Addiction is a disease, and the process of coping with it is a long one full of bumps and mess-ups. Not many people realize that relapsing is the norm.
Schools do not realize this either, and that is detrimental to these recovering students.
At a normal high school (or any school for that manner), students are expected to be at their best the whole time. One slip-up means suspensions and even expulsions. Once a student gets kicked out of school, it is hard to get another chance without the student’s future taking a big hit.
Not only do addicts have to worry about their recovery for their own health and safety, they also have this added pressure from their school. One slip-up, and they are done for.
Schools often — but not always — act as a safe space for students to get away from the environments that expose them to drugs. Kicking addicts out of school acts as a catalyst to put them back in vulnerable situations where they can get caught up in bad things.
Without many more options for education, teenage addicts could feel hopeless about their future and use drugs to cope, ensuring an endless cycle that leads to fatalities.
I understand that most drugs are obviously illegal, but drugs are not always a mark of deviance. Most addicts wish to recover and be successful just as their non-using peers do.
But this recovery is hard to achieve with more barriers in their way, and the education system should not contribute to that.
Northshore Recovery High School does not reprimand students for relapsing and coming to school under the influence. Instead, they guide them into getting the help they need and are always allowed to come back to finish their education.

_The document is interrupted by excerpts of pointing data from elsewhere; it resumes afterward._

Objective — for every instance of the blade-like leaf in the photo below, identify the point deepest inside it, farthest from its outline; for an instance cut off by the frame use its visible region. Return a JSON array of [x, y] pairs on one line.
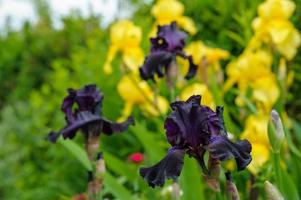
[[149, 142]]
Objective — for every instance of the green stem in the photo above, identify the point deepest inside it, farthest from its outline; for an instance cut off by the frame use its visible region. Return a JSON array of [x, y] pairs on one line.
[[278, 173]]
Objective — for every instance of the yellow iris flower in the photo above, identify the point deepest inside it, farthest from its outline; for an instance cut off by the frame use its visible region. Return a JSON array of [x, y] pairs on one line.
[[198, 89], [136, 92], [167, 11], [256, 132], [125, 38], [273, 27], [265, 92]]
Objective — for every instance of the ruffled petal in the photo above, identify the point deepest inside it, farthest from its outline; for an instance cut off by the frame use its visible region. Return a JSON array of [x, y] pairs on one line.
[[53, 136], [154, 64], [221, 148], [169, 167], [191, 124], [110, 127]]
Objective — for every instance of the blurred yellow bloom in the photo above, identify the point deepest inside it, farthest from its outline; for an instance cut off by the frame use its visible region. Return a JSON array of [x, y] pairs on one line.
[[198, 89], [274, 28], [265, 92], [256, 132], [276, 9], [136, 92], [253, 70], [247, 68], [167, 11], [200, 51], [125, 38]]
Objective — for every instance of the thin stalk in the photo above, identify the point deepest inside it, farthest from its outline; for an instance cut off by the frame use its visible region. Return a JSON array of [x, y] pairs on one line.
[[95, 183], [136, 84], [176, 191]]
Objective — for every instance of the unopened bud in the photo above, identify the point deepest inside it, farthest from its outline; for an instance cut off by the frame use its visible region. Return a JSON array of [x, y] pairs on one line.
[[212, 178], [275, 131], [272, 192]]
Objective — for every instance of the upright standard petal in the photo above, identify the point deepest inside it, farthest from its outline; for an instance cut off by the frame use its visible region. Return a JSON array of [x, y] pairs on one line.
[[110, 127], [169, 167], [155, 63], [191, 124], [87, 116]]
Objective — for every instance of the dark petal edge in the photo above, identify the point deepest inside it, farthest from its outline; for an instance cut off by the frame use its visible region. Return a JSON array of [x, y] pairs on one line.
[[53, 136], [169, 167], [221, 148]]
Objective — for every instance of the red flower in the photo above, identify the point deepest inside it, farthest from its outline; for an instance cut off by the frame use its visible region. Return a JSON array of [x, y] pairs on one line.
[[136, 158]]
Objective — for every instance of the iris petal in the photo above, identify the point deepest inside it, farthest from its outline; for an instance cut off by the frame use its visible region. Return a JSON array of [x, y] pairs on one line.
[[110, 127], [221, 148], [169, 167], [83, 119], [191, 124]]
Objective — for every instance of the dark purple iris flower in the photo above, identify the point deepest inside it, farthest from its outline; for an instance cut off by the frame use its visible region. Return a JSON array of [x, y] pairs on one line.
[[168, 44], [87, 115], [193, 129]]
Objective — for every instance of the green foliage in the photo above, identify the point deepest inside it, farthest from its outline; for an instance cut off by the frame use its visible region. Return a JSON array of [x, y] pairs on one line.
[[37, 65]]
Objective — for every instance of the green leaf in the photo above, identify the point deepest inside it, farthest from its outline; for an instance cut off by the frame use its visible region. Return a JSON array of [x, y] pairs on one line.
[[149, 141], [77, 152], [191, 181], [290, 191], [116, 188]]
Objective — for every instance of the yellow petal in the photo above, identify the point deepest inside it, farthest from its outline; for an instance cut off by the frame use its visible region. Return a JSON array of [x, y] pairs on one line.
[[280, 30], [166, 11], [256, 129], [276, 9], [159, 106], [288, 47], [266, 91], [127, 110], [198, 89]]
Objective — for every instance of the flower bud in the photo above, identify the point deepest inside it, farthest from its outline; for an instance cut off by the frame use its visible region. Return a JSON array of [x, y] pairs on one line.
[[275, 131], [212, 178], [272, 192], [136, 158]]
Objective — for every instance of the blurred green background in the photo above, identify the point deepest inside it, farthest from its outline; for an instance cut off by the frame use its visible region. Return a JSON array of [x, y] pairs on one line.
[[38, 63]]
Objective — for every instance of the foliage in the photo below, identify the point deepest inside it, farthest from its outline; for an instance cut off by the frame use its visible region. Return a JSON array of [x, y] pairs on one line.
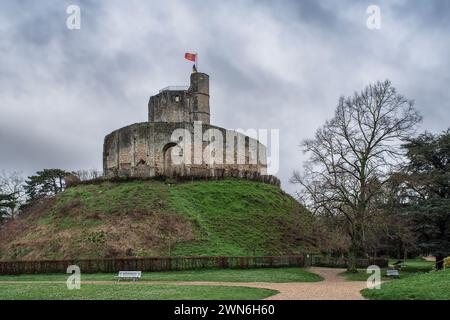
[[7, 203], [12, 194], [45, 183], [225, 217], [425, 192], [428, 286]]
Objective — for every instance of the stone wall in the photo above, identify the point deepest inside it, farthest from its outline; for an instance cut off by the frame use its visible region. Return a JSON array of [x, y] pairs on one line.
[[151, 149]]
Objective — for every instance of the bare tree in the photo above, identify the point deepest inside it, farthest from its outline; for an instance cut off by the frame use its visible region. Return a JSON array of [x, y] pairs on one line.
[[352, 155]]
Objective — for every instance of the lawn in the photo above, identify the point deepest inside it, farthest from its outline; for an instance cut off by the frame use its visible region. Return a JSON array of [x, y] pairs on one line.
[[427, 286], [227, 275], [130, 291]]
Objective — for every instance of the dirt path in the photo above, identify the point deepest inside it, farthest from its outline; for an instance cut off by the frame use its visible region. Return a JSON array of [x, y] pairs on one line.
[[333, 287]]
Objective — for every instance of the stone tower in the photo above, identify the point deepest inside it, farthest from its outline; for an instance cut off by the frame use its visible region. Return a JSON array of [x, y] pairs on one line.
[[199, 97], [150, 149], [182, 104]]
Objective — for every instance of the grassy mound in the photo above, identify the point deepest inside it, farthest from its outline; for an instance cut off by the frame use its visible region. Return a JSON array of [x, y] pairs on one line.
[[149, 218], [428, 286]]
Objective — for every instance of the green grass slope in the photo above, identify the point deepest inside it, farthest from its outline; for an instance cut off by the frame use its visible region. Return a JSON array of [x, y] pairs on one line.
[[134, 291], [428, 286], [148, 218]]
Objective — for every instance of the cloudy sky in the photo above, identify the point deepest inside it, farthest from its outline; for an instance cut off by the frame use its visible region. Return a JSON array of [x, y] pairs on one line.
[[273, 65]]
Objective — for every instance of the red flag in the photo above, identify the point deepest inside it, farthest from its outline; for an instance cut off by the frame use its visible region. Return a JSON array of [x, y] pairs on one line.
[[190, 56]]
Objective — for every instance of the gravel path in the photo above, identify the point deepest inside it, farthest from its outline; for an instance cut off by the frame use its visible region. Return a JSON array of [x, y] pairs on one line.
[[333, 287]]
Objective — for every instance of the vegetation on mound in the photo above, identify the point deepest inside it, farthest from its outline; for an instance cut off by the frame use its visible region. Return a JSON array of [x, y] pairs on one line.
[[147, 218], [429, 286]]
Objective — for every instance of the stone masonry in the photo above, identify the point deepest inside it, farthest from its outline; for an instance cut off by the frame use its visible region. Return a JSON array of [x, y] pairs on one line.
[[178, 140]]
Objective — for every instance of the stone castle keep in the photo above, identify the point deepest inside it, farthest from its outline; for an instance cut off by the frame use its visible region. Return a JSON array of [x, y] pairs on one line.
[[179, 127]]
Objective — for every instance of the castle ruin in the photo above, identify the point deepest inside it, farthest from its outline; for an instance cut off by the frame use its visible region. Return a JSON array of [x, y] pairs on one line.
[[179, 141]]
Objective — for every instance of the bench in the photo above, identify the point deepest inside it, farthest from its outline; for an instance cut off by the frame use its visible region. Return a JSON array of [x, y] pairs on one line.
[[129, 275], [392, 273]]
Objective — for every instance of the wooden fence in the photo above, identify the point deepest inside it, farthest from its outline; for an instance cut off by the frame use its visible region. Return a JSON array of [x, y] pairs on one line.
[[150, 264]]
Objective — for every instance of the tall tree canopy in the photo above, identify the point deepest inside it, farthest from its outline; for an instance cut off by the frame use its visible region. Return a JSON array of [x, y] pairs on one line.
[[352, 154], [426, 192], [45, 183]]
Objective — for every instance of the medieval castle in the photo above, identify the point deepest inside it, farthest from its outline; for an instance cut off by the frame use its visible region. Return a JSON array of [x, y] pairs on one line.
[[178, 140]]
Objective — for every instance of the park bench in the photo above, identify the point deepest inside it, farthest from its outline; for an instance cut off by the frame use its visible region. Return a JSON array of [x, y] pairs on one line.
[[129, 275], [392, 273]]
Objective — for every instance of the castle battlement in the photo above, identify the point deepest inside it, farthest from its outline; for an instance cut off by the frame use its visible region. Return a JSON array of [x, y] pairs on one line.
[[179, 127]]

Sometimes drugs are brought to the school, but more often than not, it is done so a trusted adult could get rid of the substances without the students getting in trouble or using them.
Even though some Northshore Recovery High School students have succumbed to their illness, many others have thrived and are even helping other addicts in their recoveries.
If other high schools would just reconsider their no-tolerance drug policies, they could also be contributing to these success stories. Maybe there would even be less lives lost.
Instead of labeling them as deviant or no good for their institution, more needs to be done to ensure that addicts have their schools’ support in their recovery. Foster an environment that allows addicts to learn and grow from their mistakes.
Give them chances instead of abandoning them when they need all of the support they could get. Help ensure they get a chance at a bright future.